Anonymous Monk has asked for the wisdom of the Perl Monks concerning the following question:

Hi,
I have two following strings:
my $s1 = "1,0,CTGCCACCGCTGT"; my $s2 = "1,5,ACCGCTGTGTTTCGGCCGGCGA"; #The format show this: sequence_index,string_pos,$string #So the two strings above are in the same sequence 1.
How can I intersect the above two strings so that we obtain:
CTGCCACCGCTGT (s1) ACCGCTGTGTTTCGGCCGGCGA (s2) ******** ACCGCTGT (intersected string) and also to identify the position of the interesected string, in this case 6

Replies are listed 'Best First'.
Re: Intersecting Two Strings
by tinita (Parson) on Aug 22, 2007 at 11:53 UTC

      A quick search of CPAN turns up: String::LCSS, though I've never used it. There were several other hits as well.

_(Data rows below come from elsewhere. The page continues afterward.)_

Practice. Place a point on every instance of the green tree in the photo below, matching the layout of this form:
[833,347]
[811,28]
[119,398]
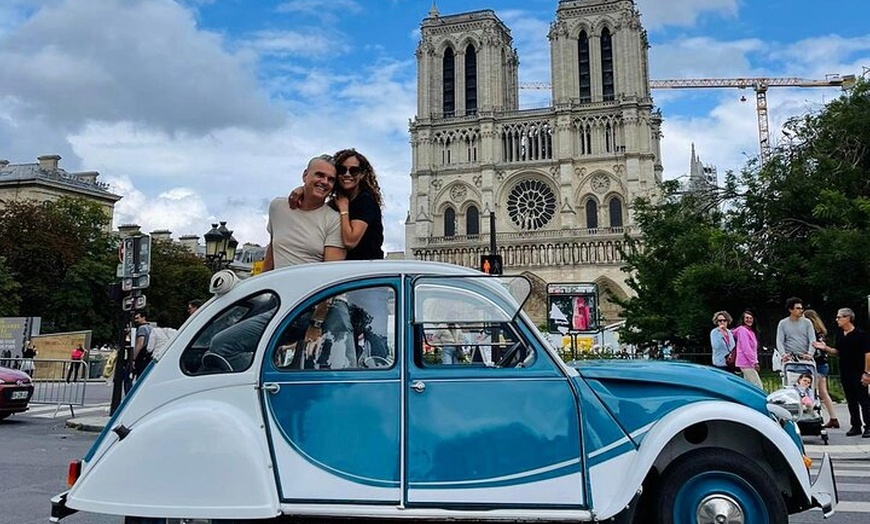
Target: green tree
[177,276]
[9,300]
[62,255]
[799,225]
[685,267]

      I humbly seek wisdom.
      It seems that OP's problem is an easy special case of the LCS problem. We have one big string S and 2 substrings (seq1, seq2) with known coordinates within S:
      S: CTGCCACCGCTGTGTTTCGGCCGGCGAXXXXXXXXXXXXXXXXXXXXX seq1: CTGCCACCGCTGT (Pos: 0) seq2: ACCGCTGTGTTTCGGCCGGCGA (Pos: 5)
      So it's a trivial O(1) algorithm to calculate the overlap with the substring positions and lengths.
Re: Intersecting Two Strings
by akho (Hermit) on Aug 22, 2007 at 08:44 UTC
    use strict; use warnings; my $start = 'CTGCCACCGCTGT'; my $end = 'ACCGCTGTGTTTCGGCCGGCGA'; my $pos = 0; $pos++ while (!(substr($start, $pos, (length $start) - $pos) eq substr($end, 0, (length $start) - $pos))); print substr($start, $pos, (length $start) - $pos), ' ', $pos+1, "\n";
Re: Intersecting Two Strings
by lima1 (Curate) on Aug 22, 2007 at 11:15 UTC
    You have the coordinates of the subsequences? Then this should work:
    use strict; use warnings; use List::Util qw(min); use Data::Dumper; my $seq1 = { id => 1, start => 0, seq => 'CTGCCACCGCTGT' }; my $seq2 = { id => 1, start => 5, seq => 'ACCGCTGTGTTTCGGCCGGCGA'}; print Dumper [ intersection($seq1, $seq2) ]; sub intersection { # make sure that seq1 is always the first # subsequence my ($seq1, $seq2) = sort {$a->{start} <=> $b->{start} }@_; # determine the start of intersected string ... my $i_start = $seq2->{start} - $seq1->{start}; # ... and the length my $i_length = min(length(substr($seq1->{seq},$i_start)), length($seq2->{seq})); return ($i_start+1, substr($seq2->{seq}, 0, $i_length)); }
Re: Intersecting Two Strings
by BrowserUk (Patriarch) on Aug 23, 2007 at 03:01 UTC

    It seems to me that no searching is required, as all the relevant information already present in the input data.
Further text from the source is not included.